1. Insert the new value
2. Remove the expired value if the window is larger than ( w )
3. Read the sorted order from the tree when needed

```id="v7m2q8"
sliding_window_sort(stream, w):
    window = queue()
    tree = balanced_multiset()

    for x in stream:
        window.push_back(x)
        tree.insert(x)

        if length(window) > w:
            old = window.pop_front()
            tree.remove_one(old)

        output tree.in_order()
```

## Example

Stream:

[
[4, 1, 5, 2, 3]
]

Window size:

[
w = 3
]

Sorted windows:

| step | active window | sorted view |
| ---- | ------------- | ----------- |
| 1    | [4]           | [4]         |
| 2    | [4, 1]        | [1, 4]      |
| 3    | [4, 1, 5]     | [1, 4, 5]   |
| 4    | [1, 5, 2]     | [1, 2, 5]   |
| 5    | [5, 2, 3]     | [2, 3, 5]   |

## Correctness

The queue stores the active window in arrival order. The balanced multiset stores exactly the same elements in sorted order.

Each update inserts the new value and removes the expired value. Therefore, after every step, the tree contains exactly the current window.
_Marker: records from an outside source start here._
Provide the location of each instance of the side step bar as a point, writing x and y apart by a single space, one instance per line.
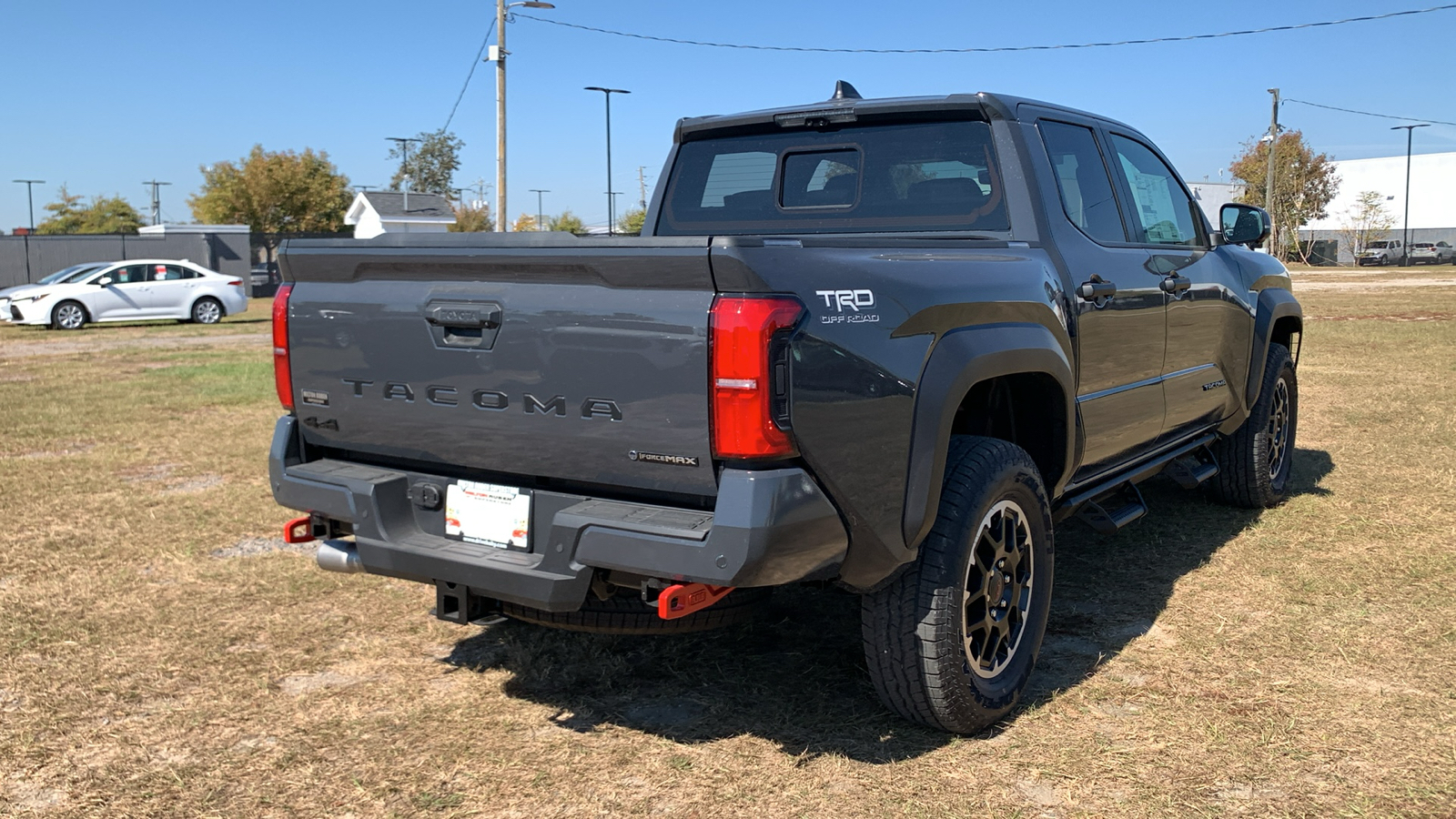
1114 511
1111 504
1193 470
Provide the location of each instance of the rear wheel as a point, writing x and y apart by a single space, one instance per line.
626 614
1256 460
69 315
953 639
207 310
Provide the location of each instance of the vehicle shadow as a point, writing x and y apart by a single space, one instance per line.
797 675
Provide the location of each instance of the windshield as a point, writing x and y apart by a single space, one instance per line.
874 178
69 273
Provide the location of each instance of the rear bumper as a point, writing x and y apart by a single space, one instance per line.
769 528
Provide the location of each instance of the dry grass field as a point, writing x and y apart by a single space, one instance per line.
164 654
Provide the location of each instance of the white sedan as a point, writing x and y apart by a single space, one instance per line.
133 290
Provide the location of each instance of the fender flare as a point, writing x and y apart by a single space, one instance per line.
963 359
1274 303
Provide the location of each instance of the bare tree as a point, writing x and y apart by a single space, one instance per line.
1365 222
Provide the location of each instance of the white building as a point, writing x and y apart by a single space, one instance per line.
383 212
1433 197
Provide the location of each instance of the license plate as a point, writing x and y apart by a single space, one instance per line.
488 513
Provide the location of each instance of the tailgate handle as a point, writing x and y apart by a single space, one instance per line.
480 317
470 325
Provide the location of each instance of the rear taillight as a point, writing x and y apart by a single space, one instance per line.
283 370
750 375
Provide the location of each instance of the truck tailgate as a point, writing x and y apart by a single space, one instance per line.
524 359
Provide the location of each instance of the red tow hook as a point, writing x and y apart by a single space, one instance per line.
688 598
298 531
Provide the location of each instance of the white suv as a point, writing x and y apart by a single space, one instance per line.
1380 254
131 290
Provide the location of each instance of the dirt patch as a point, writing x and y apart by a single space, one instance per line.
75 448
252 547
193 486
1416 317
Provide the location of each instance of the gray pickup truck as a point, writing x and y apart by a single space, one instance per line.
883 343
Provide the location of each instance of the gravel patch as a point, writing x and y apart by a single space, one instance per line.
252 547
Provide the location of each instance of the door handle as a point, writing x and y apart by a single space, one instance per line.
1097 290
1176 285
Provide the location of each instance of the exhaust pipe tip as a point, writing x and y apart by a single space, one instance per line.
339 555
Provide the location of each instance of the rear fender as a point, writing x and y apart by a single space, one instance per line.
1274 303
960 361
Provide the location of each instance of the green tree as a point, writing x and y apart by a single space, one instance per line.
274 193
568 222
1365 222
1303 186
472 219
431 164
104 215
631 222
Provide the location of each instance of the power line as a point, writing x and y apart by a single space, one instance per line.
473 63
1369 114
994 50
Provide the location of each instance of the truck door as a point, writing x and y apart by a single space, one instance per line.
1208 327
1121 322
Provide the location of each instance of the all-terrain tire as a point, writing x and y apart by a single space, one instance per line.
626 614
69 315
931 640
1256 460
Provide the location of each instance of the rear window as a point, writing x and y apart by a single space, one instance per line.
881 178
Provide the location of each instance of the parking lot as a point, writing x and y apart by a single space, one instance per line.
162 652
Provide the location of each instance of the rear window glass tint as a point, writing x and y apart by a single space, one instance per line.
874 178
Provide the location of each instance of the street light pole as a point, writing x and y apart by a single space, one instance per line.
157 200
1405 225
404 164
541 213
1269 181
500 102
612 208
29 200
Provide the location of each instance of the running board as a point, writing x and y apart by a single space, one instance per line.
1075 497
1114 511
1193 470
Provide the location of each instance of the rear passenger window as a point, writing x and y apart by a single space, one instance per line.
1164 210
1082 177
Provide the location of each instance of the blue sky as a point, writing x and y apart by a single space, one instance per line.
106 95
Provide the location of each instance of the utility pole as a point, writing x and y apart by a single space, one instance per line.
404 164
541 213
1405 225
612 203
1269 182
29 198
157 200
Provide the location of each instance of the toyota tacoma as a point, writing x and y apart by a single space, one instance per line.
887 344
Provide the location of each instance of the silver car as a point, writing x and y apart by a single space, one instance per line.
131 290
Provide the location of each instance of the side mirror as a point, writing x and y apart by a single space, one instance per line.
1245 225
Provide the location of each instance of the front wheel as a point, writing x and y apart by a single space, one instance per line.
953 639
1254 462
69 315
207 310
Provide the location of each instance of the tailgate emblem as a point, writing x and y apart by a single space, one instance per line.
655 458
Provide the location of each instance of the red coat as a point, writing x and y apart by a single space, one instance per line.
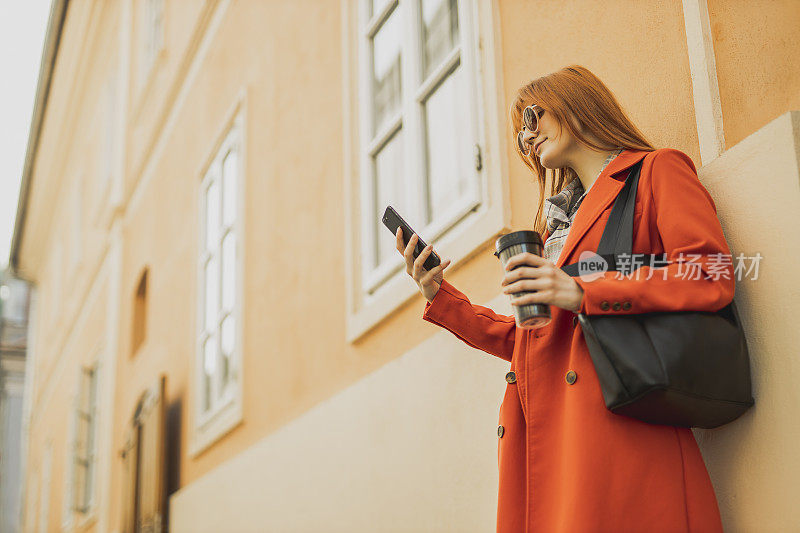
566 463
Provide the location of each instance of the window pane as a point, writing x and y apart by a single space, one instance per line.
229 169
212 293
228 270
386 70
227 348
209 367
212 215
388 191
439 31
449 145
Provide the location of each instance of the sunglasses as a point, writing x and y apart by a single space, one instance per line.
530 121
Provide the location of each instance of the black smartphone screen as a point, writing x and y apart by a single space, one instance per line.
393 220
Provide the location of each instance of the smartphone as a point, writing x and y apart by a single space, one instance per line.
393 220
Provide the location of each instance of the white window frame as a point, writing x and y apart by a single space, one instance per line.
91 477
225 412
458 232
152 36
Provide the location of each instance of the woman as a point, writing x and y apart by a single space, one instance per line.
567 463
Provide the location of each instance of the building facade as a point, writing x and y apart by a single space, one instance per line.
204 187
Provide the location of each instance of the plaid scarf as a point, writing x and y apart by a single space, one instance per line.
560 211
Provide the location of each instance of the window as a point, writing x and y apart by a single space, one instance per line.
219 267
420 150
143 456
152 35
424 129
139 330
44 497
84 455
56 276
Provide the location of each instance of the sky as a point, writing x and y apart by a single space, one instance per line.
22 27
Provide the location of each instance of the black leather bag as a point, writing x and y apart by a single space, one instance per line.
688 369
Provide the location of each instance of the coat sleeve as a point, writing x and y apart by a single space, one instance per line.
687 223
476 325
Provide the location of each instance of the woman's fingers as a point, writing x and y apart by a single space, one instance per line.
421 258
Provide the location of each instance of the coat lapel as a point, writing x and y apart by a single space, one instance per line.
601 195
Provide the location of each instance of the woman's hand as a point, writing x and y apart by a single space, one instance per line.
427 281
553 285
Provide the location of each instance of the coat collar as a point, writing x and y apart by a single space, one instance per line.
601 194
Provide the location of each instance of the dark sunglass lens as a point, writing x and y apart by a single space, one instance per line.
521 144
527 118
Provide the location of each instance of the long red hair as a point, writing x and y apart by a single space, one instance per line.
576 90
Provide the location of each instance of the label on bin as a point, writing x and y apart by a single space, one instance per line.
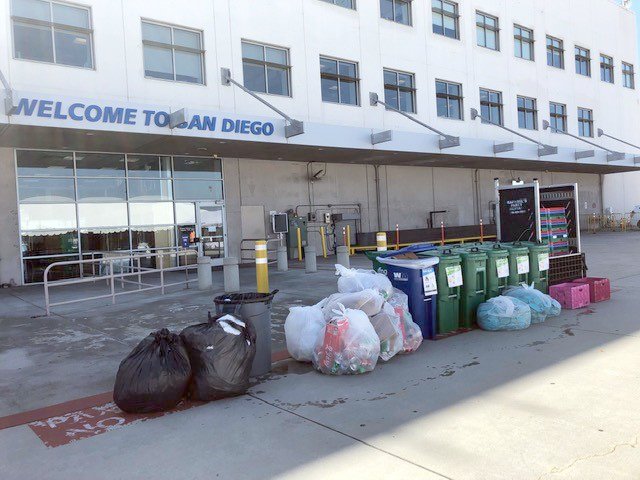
523 264
502 266
429 284
543 262
454 276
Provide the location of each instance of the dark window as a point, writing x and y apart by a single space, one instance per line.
558 117
491 106
266 69
527 113
172 53
52 32
628 75
583 61
449 99
585 122
606 68
487 31
523 42
400 90
396 11
445 18
340 82
555 52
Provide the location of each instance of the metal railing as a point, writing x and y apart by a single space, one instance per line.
125 269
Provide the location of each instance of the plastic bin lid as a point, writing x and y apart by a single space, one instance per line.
413 264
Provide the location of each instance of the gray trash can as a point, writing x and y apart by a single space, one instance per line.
256 308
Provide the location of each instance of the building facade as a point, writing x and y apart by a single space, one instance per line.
123 127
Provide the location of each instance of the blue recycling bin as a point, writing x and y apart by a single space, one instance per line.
416 278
An in-order traversal of the tree gives the sorted window.

## Complexity

| operation                 | cost          |
| ------------------------- | ------------- |
| insert                    | ( O(\log w) ) |
| delete expired value      | ( O(\log w) ) |
| output full sorted window | ( O(w) )      |

Space:

[
O(w)
]

## Duplicate Values

Use a multiset or store counts per value.

```id="h3c9x2"
insert(x):
    count[x] = count[x] + 1

remove_one(x):
    count[x] = count[x] - 1
    if count[x] == 0:
        delete x
```

## When to Use

Use sliding window sort when:

* only recent elements matter
* sorted window queries are frequent
* the stream is too large to store fully
* duplicates must be handled correctly

For median queries, use two heaps or an order statistic tree instead of outputting the full sorted window.